The Health Department of New York City conducts unannounced inspections of restaurants at least once a year. Inspectors check for compliance in food handling, food temperature, personal hygiene and vermin control. Each violation of a regulation gets a certain number of points. At the end of the inspection, the inspector totals the points, and this number is the restaurant's inspection score—the lower the score, the better the Grade.
Due to many factors,
some restaurants inspection data may be missing or for new restaurants that are
not yet inspected; there would be no scores present.

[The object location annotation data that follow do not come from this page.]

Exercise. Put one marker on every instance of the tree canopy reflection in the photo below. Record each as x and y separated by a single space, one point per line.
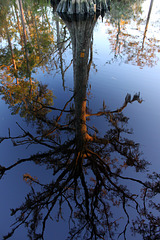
89 169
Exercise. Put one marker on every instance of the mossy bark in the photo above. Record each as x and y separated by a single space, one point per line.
81 6
81 33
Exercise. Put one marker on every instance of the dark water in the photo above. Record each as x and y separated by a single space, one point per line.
79 122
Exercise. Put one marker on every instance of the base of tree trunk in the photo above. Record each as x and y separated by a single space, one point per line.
81 6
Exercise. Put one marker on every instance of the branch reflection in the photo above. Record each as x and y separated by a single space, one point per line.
89 169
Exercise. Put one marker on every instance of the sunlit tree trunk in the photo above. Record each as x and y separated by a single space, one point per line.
81 34
147 23
59 45
12 53
24 36
117 48
81 6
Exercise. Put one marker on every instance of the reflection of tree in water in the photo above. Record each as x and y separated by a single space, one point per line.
86 176
128 43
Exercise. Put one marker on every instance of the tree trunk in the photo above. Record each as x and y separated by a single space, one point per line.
81 34
81 6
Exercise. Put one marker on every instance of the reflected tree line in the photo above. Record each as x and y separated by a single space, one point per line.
89 168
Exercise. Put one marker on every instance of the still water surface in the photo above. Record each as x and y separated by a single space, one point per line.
79 116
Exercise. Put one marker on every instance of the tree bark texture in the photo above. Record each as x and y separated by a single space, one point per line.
81 33
81 6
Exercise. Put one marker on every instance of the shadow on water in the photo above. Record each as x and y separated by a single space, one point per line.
87 177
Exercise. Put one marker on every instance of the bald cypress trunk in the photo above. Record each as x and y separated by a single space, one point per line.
81 33
81 6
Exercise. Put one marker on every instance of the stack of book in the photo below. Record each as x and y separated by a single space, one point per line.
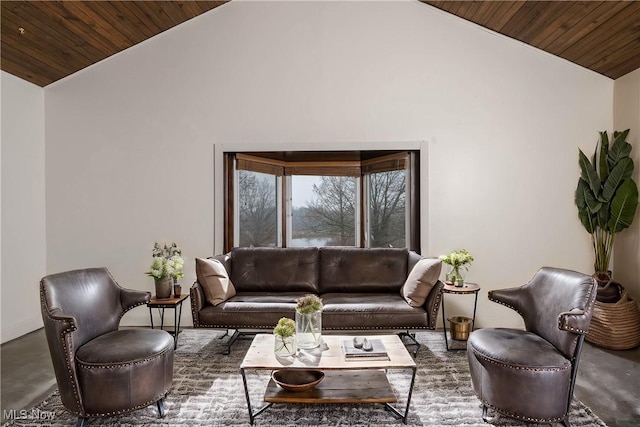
377 350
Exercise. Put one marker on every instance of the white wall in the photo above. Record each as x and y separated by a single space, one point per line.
626 115
23 210
130 141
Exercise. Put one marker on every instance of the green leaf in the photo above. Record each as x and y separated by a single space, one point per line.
603 150
589 173
584 199
623 206
622 171
619 149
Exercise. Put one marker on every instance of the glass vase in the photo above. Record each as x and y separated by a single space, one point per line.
284 346
163 287
309 329
456 276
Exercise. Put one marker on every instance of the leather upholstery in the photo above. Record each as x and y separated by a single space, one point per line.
530 374
101 370
274 269
362 270
360 289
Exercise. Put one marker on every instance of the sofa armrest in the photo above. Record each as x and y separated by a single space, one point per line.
225 259
575 321
510 297
197 302
432 304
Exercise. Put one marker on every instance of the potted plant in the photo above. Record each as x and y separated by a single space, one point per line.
308 321
457 260
284 338
607 199
166 268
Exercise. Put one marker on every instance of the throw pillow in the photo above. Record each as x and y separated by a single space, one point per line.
214 280
421 279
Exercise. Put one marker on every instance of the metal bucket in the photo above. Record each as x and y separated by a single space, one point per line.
460 327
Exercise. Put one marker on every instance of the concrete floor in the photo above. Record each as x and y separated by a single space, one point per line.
608 381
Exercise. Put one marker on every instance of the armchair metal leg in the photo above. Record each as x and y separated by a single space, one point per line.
162 411
412 338
230 342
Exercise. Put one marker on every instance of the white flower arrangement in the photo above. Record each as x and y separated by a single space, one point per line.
167 262
457 259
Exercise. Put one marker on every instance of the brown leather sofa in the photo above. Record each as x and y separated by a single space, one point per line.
360 289
530 374
100 370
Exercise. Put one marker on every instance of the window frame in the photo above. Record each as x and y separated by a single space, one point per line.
412 195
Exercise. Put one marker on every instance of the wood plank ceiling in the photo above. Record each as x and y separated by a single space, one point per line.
44 41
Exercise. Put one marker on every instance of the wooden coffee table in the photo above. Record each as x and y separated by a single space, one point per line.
361 381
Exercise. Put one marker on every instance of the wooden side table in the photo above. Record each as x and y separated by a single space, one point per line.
172 302
466 289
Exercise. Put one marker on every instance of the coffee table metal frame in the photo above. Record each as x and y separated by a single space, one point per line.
329 359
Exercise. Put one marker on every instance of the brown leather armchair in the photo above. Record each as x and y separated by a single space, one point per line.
102 371
530 375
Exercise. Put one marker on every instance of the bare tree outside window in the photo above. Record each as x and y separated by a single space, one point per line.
387 209
257 209
332 212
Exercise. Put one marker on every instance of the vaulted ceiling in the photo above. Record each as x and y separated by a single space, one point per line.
44 41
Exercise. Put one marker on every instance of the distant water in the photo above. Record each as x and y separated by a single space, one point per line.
317 242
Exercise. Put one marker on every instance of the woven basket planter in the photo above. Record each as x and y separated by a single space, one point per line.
615 325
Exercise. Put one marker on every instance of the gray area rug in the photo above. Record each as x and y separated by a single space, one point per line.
208 391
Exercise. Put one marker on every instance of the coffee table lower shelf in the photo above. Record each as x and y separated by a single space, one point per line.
365 386
341 386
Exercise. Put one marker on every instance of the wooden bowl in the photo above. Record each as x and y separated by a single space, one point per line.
297 379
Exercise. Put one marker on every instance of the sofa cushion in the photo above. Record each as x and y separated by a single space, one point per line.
422 278
370 311
259 310
275 269
215 282
377 270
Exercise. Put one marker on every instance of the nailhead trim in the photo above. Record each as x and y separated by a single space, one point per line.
577 330
517 368
197 324
68 341
523 418
65 337
135 408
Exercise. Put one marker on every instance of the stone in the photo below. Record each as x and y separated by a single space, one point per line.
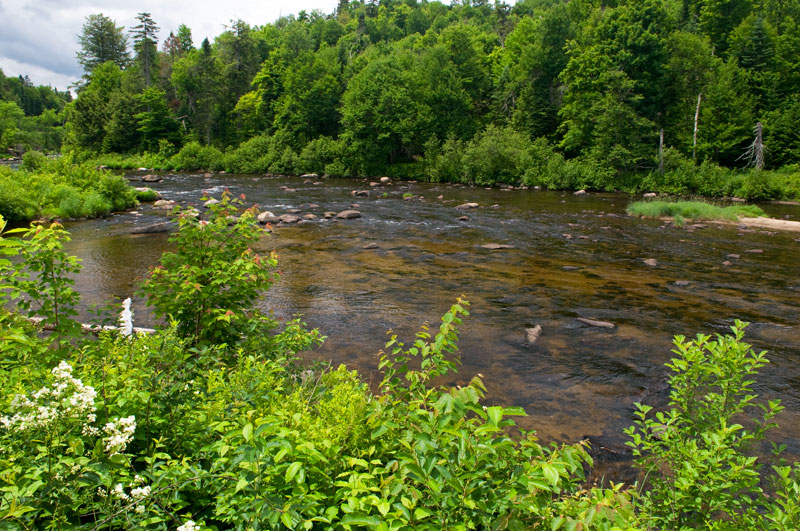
267 217
595 323
155 228
165 204
348 214
532 334
288 218
496 246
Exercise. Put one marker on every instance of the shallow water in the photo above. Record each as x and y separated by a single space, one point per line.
575 380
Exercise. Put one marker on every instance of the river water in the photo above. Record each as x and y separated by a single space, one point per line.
572 256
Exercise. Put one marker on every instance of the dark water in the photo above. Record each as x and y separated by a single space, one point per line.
575 380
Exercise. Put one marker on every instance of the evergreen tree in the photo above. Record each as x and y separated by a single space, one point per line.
101 41
145 39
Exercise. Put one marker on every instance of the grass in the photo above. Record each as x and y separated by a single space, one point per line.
694 210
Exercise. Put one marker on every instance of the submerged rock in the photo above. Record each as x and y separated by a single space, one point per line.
595 323
532 334
496 246
155 228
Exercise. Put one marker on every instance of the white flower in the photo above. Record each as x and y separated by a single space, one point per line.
188 526
126 318
119 434
140 492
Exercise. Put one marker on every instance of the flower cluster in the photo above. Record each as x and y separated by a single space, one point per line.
126 318
119 434
67 398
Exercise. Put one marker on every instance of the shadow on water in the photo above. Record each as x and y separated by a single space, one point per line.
571 257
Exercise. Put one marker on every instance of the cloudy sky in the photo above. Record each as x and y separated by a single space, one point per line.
38 38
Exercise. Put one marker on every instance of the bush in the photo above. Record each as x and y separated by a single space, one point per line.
194 156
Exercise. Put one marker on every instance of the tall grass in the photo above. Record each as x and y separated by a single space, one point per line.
695 210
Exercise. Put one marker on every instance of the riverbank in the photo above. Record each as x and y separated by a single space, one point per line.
541 165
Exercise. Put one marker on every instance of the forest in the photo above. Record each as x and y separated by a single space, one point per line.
668 96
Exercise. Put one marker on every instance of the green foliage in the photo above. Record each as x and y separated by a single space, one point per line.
63 189
695 210
697 457
194 156
212 280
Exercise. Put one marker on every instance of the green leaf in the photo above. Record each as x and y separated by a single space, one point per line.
247 432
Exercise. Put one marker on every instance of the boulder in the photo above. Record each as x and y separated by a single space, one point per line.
496 246
595 323
348 214
532 334
288 218
155 228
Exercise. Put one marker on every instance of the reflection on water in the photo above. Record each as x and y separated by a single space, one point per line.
571 257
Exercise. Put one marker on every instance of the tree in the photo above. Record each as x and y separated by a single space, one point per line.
145 38
101 41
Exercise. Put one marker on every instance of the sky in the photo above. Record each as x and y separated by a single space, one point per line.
39 38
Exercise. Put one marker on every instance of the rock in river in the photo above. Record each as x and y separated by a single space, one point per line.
532 334
155 228
598 324
496 246
348 214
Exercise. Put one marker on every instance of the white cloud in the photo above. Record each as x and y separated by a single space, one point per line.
38 38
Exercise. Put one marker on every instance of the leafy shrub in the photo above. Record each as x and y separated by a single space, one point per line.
318 154
699 471
194 156
212 280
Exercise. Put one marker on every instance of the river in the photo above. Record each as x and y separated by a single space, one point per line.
572 256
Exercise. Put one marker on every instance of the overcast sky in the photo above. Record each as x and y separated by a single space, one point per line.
38 38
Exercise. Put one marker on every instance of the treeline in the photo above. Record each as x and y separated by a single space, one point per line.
31 117
471 91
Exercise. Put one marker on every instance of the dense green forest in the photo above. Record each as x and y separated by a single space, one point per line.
31 117
471 91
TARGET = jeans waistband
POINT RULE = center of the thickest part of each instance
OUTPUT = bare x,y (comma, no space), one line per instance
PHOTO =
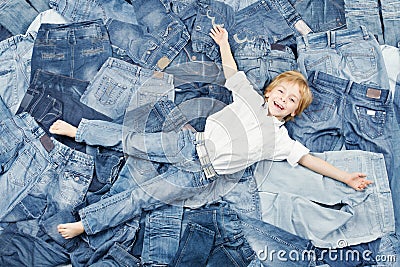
202,153
57,151
136,71
331,38
11,42
285,9
73,31
341,86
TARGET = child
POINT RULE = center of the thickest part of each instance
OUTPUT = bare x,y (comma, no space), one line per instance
248,130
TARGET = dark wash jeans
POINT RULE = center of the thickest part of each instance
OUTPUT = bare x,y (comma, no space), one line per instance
76,50
149,42
51,97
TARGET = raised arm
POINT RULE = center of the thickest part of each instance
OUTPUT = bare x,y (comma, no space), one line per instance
355,180
220,36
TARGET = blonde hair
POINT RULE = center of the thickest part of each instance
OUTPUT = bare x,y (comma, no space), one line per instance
296,78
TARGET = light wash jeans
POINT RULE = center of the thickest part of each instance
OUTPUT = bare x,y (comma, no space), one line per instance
351,54
292,199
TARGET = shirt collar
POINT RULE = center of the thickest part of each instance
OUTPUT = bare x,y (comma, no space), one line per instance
277,122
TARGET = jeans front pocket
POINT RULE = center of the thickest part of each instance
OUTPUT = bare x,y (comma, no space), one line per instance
321,109
371,121
48,110
109,91
321,61
362,61
72,187
24,169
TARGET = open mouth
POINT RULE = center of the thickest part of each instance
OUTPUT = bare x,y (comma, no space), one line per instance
278,106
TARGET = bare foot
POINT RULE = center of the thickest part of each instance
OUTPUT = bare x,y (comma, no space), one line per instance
70,230
63,128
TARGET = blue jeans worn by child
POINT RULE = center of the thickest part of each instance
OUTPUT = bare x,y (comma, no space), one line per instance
352,54
51,97
292,198
15,57
262,61
150,43
42,179
4,33
17,15
76,50
321,15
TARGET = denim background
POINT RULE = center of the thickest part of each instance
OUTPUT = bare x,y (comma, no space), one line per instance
131,57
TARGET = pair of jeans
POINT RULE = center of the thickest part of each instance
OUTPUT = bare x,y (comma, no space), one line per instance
21,249
117,82
17,15
352,54
43,180
148,42
199,100
213,236
189,66
76,50
262,61
161,226
51,97
346,113
321,15
381,18
292,198
81,10
15,57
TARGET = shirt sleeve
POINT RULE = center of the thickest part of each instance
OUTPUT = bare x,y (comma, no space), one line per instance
297,152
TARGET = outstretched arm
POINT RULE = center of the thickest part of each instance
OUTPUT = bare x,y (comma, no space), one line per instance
355,180
220,36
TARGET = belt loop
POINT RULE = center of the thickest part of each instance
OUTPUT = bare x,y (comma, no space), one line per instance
315,78
332,37
348,87
364,32
47,37
305,40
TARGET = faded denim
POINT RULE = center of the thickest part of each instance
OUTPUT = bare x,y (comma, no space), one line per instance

This project used Foursquare API to explore neighborhoods in
New York City to get the most common restaurant categories in a particular
neighborhood. Then various other dataset will be used along with restaurant
inspection data to build a model to predict scores for a restaurant based which
does not have a per-inspected score.
This model would be useful for a restaurant that has not
been inspected to have an idea of possible inspection score and take careful
measures to improve its score during first inspection from NYC Health
Department.
Data Used
Below are the data set used for this project
along with the source of availability.
a)
DOHMH New York City Restaurant Inspection
Results
The dataset contains every
sustained or not yet adjudicated violation citation from every full or special
program inspection conducted up to three years prior to the most recent
inspection for restaurants and college cafeterias in an active status on the
RECORD DATE (date of the data pull). When an inspection results in more than
one violation, values for associated fields are repeated for each additional
violation record. Establishments are uniquely identified by their CAMIS (record
ID) number. Keep in mind that thousands of restaurants start business and go
out of business every year; only restaurants in an active status are included
in the dataset.
Records are also included for each restaurant that has applied for a permit but has not yet been inspected and for inspections resulting in no violations
Website : https://data.cityofnewyork.us/Health/DOHMH-New-York-City-Restaurant-Inspection-Results/43nn-pn8j
a)
NYC boroughs and the neighborhoods data
Neighborhood has a total of 5 boroughs and 306
neighborhoods. In order to segment the neighborhoods and explore them, we will
essentially need a dataset that contains the 5 boroughs and the neighborhoods
that exist in each borough as well as the latitude and longitude coordinates of
each neighborhood.
Luckily, this dataset exists for free on the
web. Feel free to try to find this dataset on your own, but here is the link to
the dataset: https://geo.nyu.edu/catalog/nyu_2451_34572
b)
Foursquare API data
Foursquare API
to explore neighborhoods in New York City. You will use the explore function to get the most common venue/restaurant categories
in each neighborhood.
This project
used Foursquare API to explore neighborhoods in New York City to get the most
common restaurant categories in a particular neighborhood
c)
NYC Rat Inspection Data
The Rat
Information Portal (RIP) is a web-based mapping application where users can
view rat inspection data. Findings from the Health Department's inspections are
searchable by address, or by borough, block and lot (BBL).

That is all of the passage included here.